The final offensive position in our look around the system.

Nick Decker
Kelly O’Connor;

Among the weirdest parts of the 2020 season was that we didn’t get any minor-league season, and thus an entire season of development was lost for a whole lot of prospects. A few were able to participate in Pawtucket, but for the most part they were left on their own with just Zoom calls with coaches in the organization. Along with the lost development, players down on the farm have also fallen out of consciousness for some fans. That brings us to this series. Over the next two weeks, as we head into an offseason where the Red Sox may be looking to boost their farm system in some areas and trade out of it in others, we’re going to go position-by-position to reacclimate ourselves with the minor-leaguers all across the organization. Today, we look at the crop of right field.

Top Prospect

Nick Decker

Much like left field, a lot of top right fielders didn’t come up as right field prospects, although that is admittedly more of a thing here than it was in left. That said, while the Red Sox were relatively loaded in yesterday’s look at the center fielders (linked below), the right field crop isn’t quite as exciting. With Decker, though, there is at least some tools on which one can dream. The second round pick was taken after Triston Casas back in 2018, and he possesses a similar, albeit lesser, profile in that he is a power-first, contact-second corner bat out of high school. Decker had a little less polish to him entering the organization having come from a cold weather region in New Jersey.

Also like Casas, he got hurt early in that first summer with the organization, so he didn’t get a chance to show off in that first year. As a result, 2019 was the first taste of what Decker could really provide. He spent that entire summer at Lowell, and unsurprisingly had an uneven performance. When he was good, it was easy to dream on a future starter. He showed off easy power and enough contact for that power to play in-game. Defensively, he has played a little bit of center, but doesn’t profile there long-term. However, he showed off the range that can play in right field as well as the arm suited for that side of the field as well.

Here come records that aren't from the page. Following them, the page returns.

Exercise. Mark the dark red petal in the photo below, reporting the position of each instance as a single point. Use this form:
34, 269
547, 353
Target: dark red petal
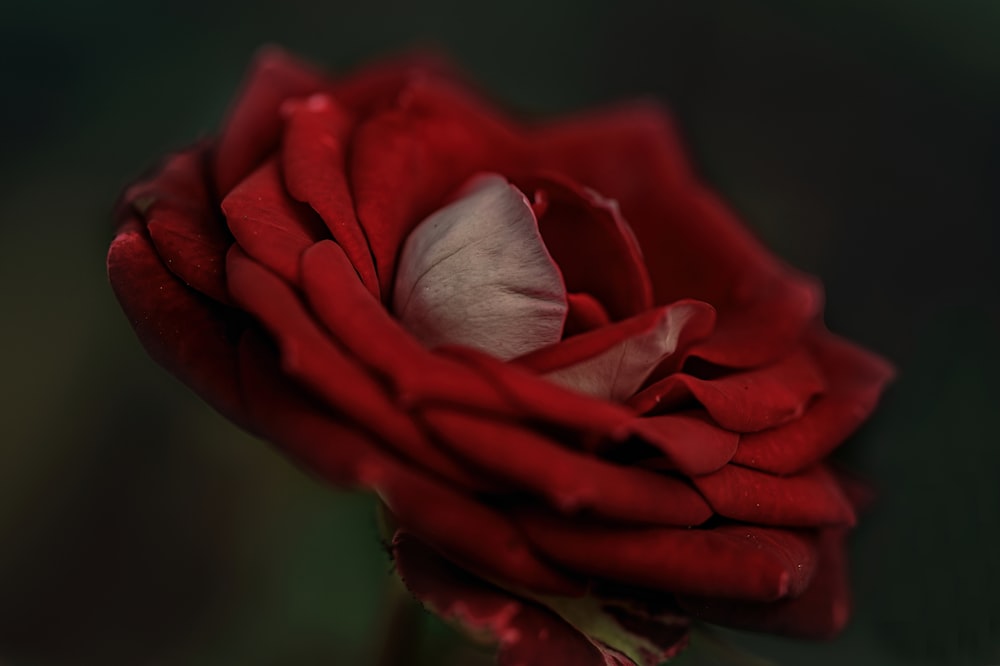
855, 379
809, 499
696, 325
528, 635
571, 481
470, 533
268, 224
309, 356
284, 414
733, 561
763, 326
585, 314
363, 326
421, 150
592, 244
183, 331
743, 401
694, 246
540, 399
314, 161
254, 124
820, 612
691, 443
184, 221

Unfortunately, we also saw the flaws, mostly with his contact. Decker, who just celebrated his 21st birthday earlier this month, has trouble with spin and struggles mightily against opposing southpaws. To be fair, none of this is terribly surprising and since, as mentioned above, he doesn’t come from a baseball hotbed more development is to be expected. The year off certainly doesn’t help someone like this, but 2021 will be a big year. Decker needs to show strides each and every year. More likely than not he’s going to be a power bat off the bench, but it’s far too early to write off the possibility of him reaching his ceiling of a starting outfielder.

Sleeper Prospect

Tyler Esplin

Esplin was drafted a year earlier than Decker, but as a young high schooler at the time he’s actually only a couple months older. And while he’s had more time in the organization, there’s just as much uncertainty with Esplin as the player ahead of him on this list. The former seventh round pick possesses a very similar profile to Decker as well, with his power leading the way and the hit took potentially getting in the way. Defensively, his arm is huge as a former pitcher, but his range may force him to left at some point. That, obviously, would negate that arm a bit.

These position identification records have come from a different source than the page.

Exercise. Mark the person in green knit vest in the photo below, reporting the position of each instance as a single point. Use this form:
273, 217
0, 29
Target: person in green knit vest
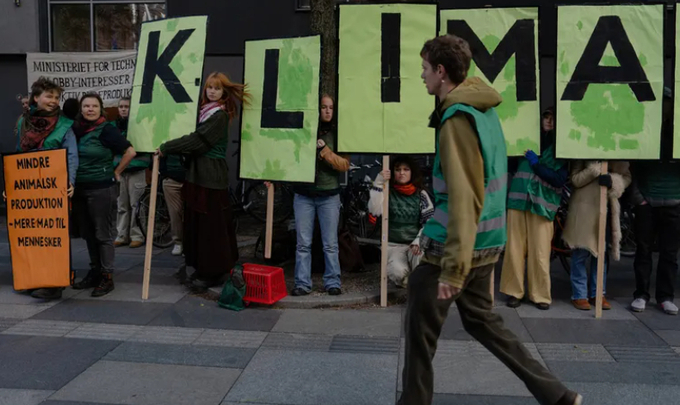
94, 202
533, 200
655, 192
410, 208
132, 185
41, 127
320, 199
210, 245
465, 236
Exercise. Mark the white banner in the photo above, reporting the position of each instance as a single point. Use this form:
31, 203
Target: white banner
108, 73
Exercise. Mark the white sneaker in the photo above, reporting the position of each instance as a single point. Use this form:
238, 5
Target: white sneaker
669, 308
638, 305
177, 250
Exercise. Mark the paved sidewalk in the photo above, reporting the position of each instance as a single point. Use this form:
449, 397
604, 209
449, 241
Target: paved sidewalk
181, 349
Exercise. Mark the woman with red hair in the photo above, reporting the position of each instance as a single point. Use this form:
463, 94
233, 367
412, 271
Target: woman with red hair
210, 238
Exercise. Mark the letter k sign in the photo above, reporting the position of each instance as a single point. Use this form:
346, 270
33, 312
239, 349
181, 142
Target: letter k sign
155, 65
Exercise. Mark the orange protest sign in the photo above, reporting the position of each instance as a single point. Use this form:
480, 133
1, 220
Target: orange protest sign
36, 185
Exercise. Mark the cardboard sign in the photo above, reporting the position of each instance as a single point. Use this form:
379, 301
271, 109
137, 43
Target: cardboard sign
504, 45
167, 85
609, 81
108, 74
279, 127
383, 106
36, 185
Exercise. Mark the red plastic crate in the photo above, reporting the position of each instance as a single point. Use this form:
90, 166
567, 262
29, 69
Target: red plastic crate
264, 284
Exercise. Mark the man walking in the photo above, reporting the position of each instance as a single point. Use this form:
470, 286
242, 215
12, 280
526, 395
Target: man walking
464, 239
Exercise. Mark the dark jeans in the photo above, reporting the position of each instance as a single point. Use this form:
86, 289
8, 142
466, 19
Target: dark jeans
425, 316
95, 212
661, 224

He spent all of 2019 in Greenville as a 19-year-old, which is nothing to sneeze at, and held his own with a .701 OPS. That was his third season in the organization, though, and he’s yet to really show he can perform consistently. The flashes are there, but the approach needs to improve. If it does, look for him to creep into that Decker zone as a perceived future bench bat.

Others of note

  • Marcus Wilson was placed on the 40-man roster last winter to protect him from the Rule 5 Draft, but didn’t get to participate in the workouts in Pawtucket until the very end of the summer. The return in the deal that sent Blake Swihart to Arizona, Wilson has a ton of athleticism and finally tapped into his power in 2019, but contact issues have the potential to prevent a long career.
  • Darel Belen was not a highly-touted signing out of the Dominican Republic in 2019 and he was signed as a 19-year-old when most players are signed at 16 or 17, but there are things to like. Most notably would be his power, but his athleticism is intriguing as well. He’s someone to watch as he faces more age-appropriate competition than what he saw in the Dominican Summer League in 2019.
  • Eduardo Vaughan got a $550,000 bonus in 2018 and made his professional debut in 2019. The tools are pretty exciting, though he struggled in the DSL that summer and obviously didn’t get to play this year.
  • Nick Longhi is probably not a prospect in the traditional sense, but he can hit for power against righties and could be a key Quad-A depth piece for the next year or two.